Quel 12 giugno di quattro anni fa, Rackete era la comandante della Sea Watch 3 che aveva soccorso 53 migranti nella zona Sar libica il 12 giugno 2019. L’allora titolare del Viminale, nel corso del lungo braccio di ferro, definì sui social la 34enne “sbruffoncella che fa politica sulla pelle di qualche decina di migranti” e “ricca tedesca fuorilegge”. A giugno dell’anno scorso il Tribunale aveva accolto una richiesta dei legali di Salvini e trasferito gli atti del processo a palazzo Madama perché fosse il Senato a valutare se le frasi in questione fossero o no coperte dall’insindacabilità. Con la decisione di oggi il processo di fatto si annulla.
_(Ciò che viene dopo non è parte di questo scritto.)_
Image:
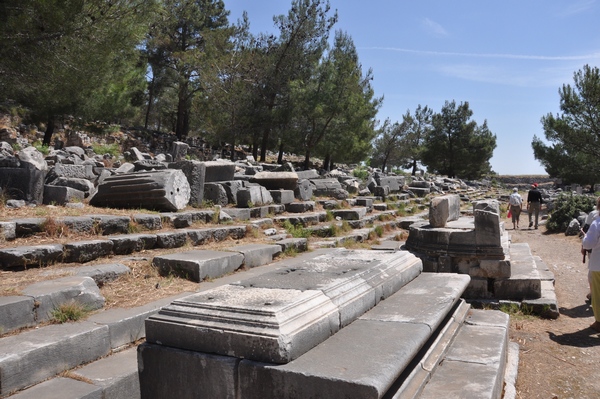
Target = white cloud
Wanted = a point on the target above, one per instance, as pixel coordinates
(433, 27)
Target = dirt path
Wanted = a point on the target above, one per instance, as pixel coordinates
(558, 358)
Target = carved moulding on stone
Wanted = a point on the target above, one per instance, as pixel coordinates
(282, 315)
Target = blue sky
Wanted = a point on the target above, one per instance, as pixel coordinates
(508, 59)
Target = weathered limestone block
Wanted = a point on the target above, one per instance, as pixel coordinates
(171, 239)
(488, 231)
(232, 188)
(329, 188)
(444, 209)
(355, 213)
(61, 195)
(282, 196)
(30, 255)
(381, 191)
(51, 294)
(110, 224)
(253, 196)
(215, 193)
(300, 207)
(179, 150)
(276, 180)
(164, 190)
(219, 171)
(148, 164)
(76, 183)
(31, 158)
(16, 312)
(195, 172)
(76, 171)
(257, 254)
(395, 183)
(8, 231)
(129, 243)
(85, 251)
(304, 191)
(282, 314)
(196, 265)
(148, 221)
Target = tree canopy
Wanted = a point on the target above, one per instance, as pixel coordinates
(456, 145)
(182, 67)
(573, 135)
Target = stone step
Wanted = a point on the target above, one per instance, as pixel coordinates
(524, 281)
(112, 377)
(547, 304)
(85, 251)
(35, 355)
(474, 366)
(307, 300)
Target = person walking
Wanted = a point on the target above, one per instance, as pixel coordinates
(534, 202)
(591, 243)
(515, 202)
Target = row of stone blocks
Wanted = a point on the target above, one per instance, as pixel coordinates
(38, 300)
(116, 376)
(342, 324)
(111, 224)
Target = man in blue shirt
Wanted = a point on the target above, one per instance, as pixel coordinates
(534, 202)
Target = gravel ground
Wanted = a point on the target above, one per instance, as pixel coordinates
(558, 358)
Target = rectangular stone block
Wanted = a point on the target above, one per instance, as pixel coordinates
(16, 312)
(175, 373)
(61, 388)
(282, 196)
(116, 374)
(219, 171)
(23, 183)
(33, 356)
(443, 209)
(257, 254)
(386, 340)
(197, 265)
(61, 195)
(85, 251)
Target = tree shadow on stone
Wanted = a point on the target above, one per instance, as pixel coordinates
(584, 310)
(585, 338)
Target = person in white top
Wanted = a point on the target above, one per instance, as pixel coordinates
(591, 243)
(515, 202)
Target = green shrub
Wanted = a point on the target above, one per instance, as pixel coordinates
(296, 231)
(112, 149)
(71, 311)
(360, 173)
(566, 208)
(41, 148)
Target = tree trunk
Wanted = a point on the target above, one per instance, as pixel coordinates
(49, 131)
(280, 156)
(150, 100)
(264, 143)
(183, 110)
(306, 160)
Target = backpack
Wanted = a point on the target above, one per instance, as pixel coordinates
(514, 199)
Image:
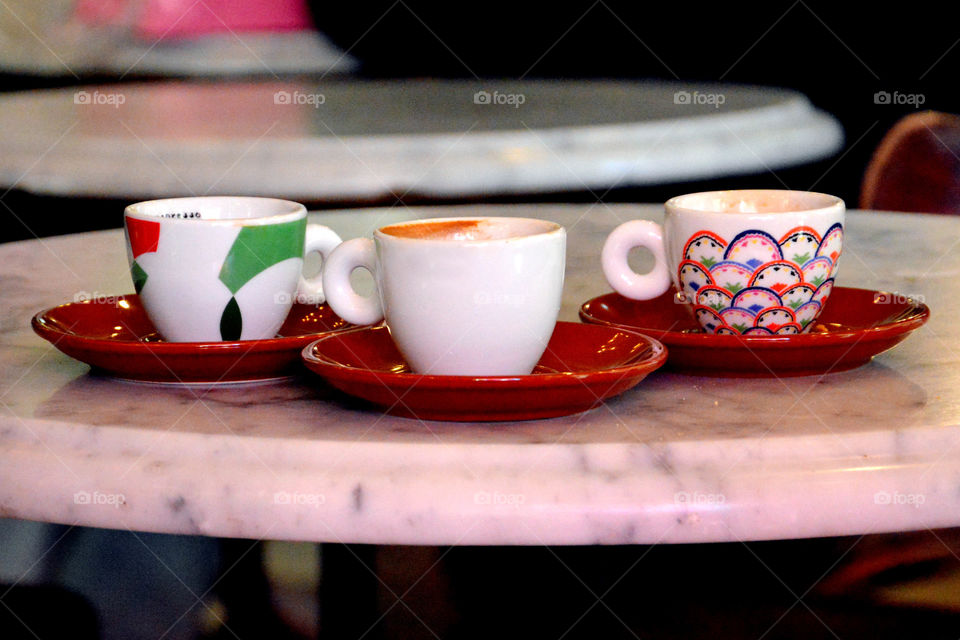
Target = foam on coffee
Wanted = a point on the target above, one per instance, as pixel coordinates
(468, 230)
(755, 201)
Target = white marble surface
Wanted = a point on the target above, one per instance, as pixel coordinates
(677, 459)
(349, 140)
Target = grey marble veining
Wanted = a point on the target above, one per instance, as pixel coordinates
(676, 459)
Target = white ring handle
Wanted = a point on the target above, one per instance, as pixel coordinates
(322, 240)
(341, 297)
(623, 279)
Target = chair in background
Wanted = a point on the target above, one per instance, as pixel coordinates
(916, 167)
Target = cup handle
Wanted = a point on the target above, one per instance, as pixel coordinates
(344, 301)
(322, 240)
(624, 280)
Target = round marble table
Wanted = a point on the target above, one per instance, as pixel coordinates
(347, 140)
(677, 459)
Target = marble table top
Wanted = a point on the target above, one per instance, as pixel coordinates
(677, 459)
(344, 140)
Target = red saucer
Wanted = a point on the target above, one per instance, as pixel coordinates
(583, 365)
(115, 336)
(855, 325)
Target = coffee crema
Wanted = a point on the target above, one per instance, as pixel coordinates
(470, 229)
(439, 230)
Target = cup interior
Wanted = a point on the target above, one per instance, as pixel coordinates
(223, 208)
(755, 201)
(469, 229)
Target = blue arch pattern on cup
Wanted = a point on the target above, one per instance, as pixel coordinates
(758, 285)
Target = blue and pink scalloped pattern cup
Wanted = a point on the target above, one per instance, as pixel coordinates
(750, 262)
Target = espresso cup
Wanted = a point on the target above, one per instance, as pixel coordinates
(750, 262)
(222, 268)
(460, 296)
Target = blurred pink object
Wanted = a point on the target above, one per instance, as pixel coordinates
(173, 19)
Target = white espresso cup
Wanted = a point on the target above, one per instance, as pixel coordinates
(222, 268)
(460, 296)
(754, 262)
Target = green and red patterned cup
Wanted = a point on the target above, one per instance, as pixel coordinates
(211, 269)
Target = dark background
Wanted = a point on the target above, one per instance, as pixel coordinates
(838, 54)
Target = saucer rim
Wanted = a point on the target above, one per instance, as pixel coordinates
(919, 313)
(656, 359)
(263, 345)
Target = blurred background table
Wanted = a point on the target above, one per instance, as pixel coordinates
(351, 140)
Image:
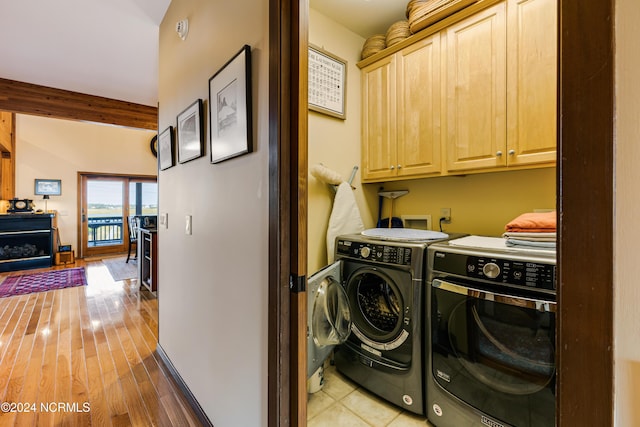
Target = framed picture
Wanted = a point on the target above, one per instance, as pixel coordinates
(230, 108)
(47, 187)
(327, 83)
(166, 153)
(190, 134)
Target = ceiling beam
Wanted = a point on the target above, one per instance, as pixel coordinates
(27, 98)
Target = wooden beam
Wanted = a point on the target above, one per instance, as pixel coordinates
(27, 98)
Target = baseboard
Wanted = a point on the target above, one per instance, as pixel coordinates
(175, 376)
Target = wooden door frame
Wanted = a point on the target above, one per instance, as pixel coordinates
(82, 196)
(585, 170)
(585, 213)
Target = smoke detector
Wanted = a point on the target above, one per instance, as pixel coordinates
(182, 28)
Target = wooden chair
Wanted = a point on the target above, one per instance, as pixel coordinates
(134, 224)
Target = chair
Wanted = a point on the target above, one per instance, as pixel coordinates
(134, 224)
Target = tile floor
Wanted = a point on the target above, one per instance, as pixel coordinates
(342, 403)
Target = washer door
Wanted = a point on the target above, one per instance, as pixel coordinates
(329, 321)
(377, 308)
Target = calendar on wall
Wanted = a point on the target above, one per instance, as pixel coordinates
(327, 83)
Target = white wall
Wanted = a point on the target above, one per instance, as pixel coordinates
(627, 205)
(59, 149)
(213, 288)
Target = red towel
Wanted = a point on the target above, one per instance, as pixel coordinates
(532, 222)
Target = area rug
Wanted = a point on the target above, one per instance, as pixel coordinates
(121, 270)
(41, 282)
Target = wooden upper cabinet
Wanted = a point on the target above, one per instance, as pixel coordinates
(532, 81)
(401, 113)
(378, 120)
(478, 94)
(475, 87)
(418, 110)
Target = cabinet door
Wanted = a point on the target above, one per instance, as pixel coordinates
(418, 109)
(532, 81)
(475, 91)
(378, 120)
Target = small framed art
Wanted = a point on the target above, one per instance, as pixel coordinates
(47, 187)
(166, 152)
(230, 108)
(327, 83)
(190, 133)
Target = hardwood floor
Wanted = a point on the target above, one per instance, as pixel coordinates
(85, 356)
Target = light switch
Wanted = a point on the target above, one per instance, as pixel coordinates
(187, 226)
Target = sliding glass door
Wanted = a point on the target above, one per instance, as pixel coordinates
(106, 203)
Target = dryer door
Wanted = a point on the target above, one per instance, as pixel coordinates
(329, 321)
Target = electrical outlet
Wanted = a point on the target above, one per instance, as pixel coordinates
(187, 227)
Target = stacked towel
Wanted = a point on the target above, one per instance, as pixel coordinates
(532, 229)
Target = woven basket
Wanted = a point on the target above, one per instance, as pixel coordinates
(421, 3)
(398, 32)
(373, 45)
(423, 14)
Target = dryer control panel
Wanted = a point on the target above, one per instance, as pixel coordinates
(374, 252)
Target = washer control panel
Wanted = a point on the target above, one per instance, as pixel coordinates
(526, 273)
(374, 252)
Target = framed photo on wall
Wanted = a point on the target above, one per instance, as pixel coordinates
(327, 83)
(230, 108)
(190, 133)
(166, 152)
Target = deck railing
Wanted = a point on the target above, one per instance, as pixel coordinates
(105, 230)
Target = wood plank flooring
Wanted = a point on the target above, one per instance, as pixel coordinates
(85, 356)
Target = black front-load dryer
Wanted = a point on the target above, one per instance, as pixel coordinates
(370, 303)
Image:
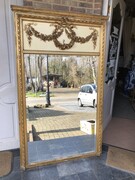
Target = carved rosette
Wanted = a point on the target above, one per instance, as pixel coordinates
(61, 27)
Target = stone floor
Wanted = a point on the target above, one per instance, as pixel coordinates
(93, 168)
(56, 122)
(39, 151)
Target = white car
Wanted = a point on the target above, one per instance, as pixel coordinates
(88, 95)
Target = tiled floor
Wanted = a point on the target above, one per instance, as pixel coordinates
(57, 122)
(93, 168)
(39, 151)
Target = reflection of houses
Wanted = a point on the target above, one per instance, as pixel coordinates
(30, 79)
(54, 80)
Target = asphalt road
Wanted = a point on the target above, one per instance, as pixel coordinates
(62, 97)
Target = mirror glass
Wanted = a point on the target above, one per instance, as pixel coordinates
(61, 105)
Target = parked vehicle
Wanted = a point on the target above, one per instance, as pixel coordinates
(87, 95)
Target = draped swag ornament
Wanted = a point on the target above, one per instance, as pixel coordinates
(60, 28)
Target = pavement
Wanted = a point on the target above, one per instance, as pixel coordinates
(60, 120)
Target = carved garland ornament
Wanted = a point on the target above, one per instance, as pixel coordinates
(60, 27)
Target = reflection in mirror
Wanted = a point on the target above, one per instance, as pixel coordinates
(61, 99)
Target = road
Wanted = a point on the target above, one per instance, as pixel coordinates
(62, 97)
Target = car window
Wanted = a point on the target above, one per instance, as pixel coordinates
(89, 89)
(83, 89)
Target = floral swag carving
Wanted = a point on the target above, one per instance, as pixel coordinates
(60, 27)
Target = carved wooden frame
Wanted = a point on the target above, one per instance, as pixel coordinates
(30, 14)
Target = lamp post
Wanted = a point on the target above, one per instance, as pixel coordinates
(48, 90)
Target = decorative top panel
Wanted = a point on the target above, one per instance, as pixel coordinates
(60, 36)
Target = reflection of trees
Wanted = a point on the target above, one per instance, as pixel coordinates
(73, 70)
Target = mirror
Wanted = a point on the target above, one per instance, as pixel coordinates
(60, 65)
(61, 100)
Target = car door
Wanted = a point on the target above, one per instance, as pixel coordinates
(89, 96)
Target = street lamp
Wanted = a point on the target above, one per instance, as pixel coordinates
(48, 90)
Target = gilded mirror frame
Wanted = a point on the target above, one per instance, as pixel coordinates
(37, 15)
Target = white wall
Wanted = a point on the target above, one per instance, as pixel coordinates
(9, 129)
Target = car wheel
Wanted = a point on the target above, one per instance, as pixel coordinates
(94, 104)
(80, 103)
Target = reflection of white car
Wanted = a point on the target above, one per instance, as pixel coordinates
(88, 95)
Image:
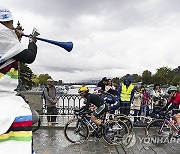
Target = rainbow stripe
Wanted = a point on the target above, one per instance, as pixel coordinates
(20, 130)
(10, 70)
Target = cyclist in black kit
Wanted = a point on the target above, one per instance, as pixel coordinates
(93, 99)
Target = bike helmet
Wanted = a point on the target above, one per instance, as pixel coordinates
(172, 88)
(5, 14)
(83, 89)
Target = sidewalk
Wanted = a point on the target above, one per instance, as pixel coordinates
(52, 141)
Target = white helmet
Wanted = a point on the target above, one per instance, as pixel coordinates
(5, 14)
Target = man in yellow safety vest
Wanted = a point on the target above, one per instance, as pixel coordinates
(125, 95)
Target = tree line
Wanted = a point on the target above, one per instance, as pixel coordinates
(163, 76)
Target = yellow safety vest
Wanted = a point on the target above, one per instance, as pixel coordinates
(126, 92)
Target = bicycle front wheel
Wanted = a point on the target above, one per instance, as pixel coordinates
(158, 128)
(115, 132)
(126, 120)
(76, 131)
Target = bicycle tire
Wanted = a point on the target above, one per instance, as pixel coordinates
(36, 127)
(153, 129)
(115, 131)
(124, 118)
(76, 131)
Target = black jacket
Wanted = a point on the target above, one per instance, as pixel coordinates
(28, 55)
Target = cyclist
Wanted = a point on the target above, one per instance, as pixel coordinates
(173, 103)
(93, 99)
(112, 102)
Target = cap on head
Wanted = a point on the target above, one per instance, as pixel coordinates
(50, 80)
(127, 79)
(83, 89)
(5, 14)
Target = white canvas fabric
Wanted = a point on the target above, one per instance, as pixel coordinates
(9, 47)
(11, 105)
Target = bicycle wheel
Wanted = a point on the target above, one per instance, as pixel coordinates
(126, 120)
(158, 128)
(76, 131)
(115, 131)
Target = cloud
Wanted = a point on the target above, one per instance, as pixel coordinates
(111, 38)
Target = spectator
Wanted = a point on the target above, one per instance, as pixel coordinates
(14, 110)
(51, 101)
(102, 83)
(109, 88)
(125, 95)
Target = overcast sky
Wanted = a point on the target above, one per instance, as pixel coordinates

Una notizia “attesa e scontata” per Alessandro Gamberini, legale di Rackete: “È l’insindacabilità dell’insulto. Quelle espressioni nulla avevano a che vedere col ruolo di parlamentare di Salvini, sia per i modi utilizzati che per i contenuti” ha detto ricordando che durante il processo il pm di Milano Giancarla Serafini aveva fatto notare che quelle dell’allora ministro erano “veri e propri attacchi alla persona”. La polemica ha investito anche la presidente del Consiglio Giorgia Meloni. Sotto accusa in particolare il passaggio in cui la premier durante il suo discorso alla Camera ha ricordato che in passato si era arrivati “perfino a legittimare chi sperona le navi dello Stato italiano”. Parole che non sono passate inosservate agli occhi di opposizioni e ong. Il Pd parla di una “caduta di stile” della premier e il segretario di +Europa Riccardo Magi chiede di scusarsi con Rackete. “Non fu uno speronamento ma un ingresso in porto in stato di necessità con naufraghi stremati – scrive su Twitter Sea Watch – E fu, secondo la Cassazione, ‘adempimento di un dovere’. Dunque Meloni smentisce la Cassazione sul caso Rackete?”.
Con le polemiche ancora in atto, la cronaca racconta di un altro migliaio di migranti sbarcati a Lampedusa. E di un inchiesta della Procura a Trieste che ha portato allo smantellamento di un’organizzazione strutturata che si occupava di far entrare in Europa migliaia di disperati. La rotta non è quella del Mediterraneo centrale ma quella balcanica. Nei boschi della Slovenia, hanno scoperto gli investigatori, i soprusi erano all’ordine del giorno: per chi non camminava erano botte, ai bambini venivano invece somministrati sonniferi perché non piangessero e non destassero l’attenzione. Ad alcuni migranti venivano date bevande energizzanti, altri le avevano già assunte nel corso del lungo viaggio. Erano talmente assuefatti da queste sostanze, emerge dalle intercettazioni, che in una circostanza uno di loro aveva reagito ridendo agli schiaffi del passeur. Si camminava per 3-4 ore dal confine croato-sloveno a Pomjan, poi si procedeva in macchina fino a Trieste. 32 gli episodi documentati dalla Polizia e in ognuno erano decine i migranti accompagnati ogni singola volta. Finora sono 13 le misure cautelari nei confronti di cittadini albanesi o kosovari e 13 gli indagati.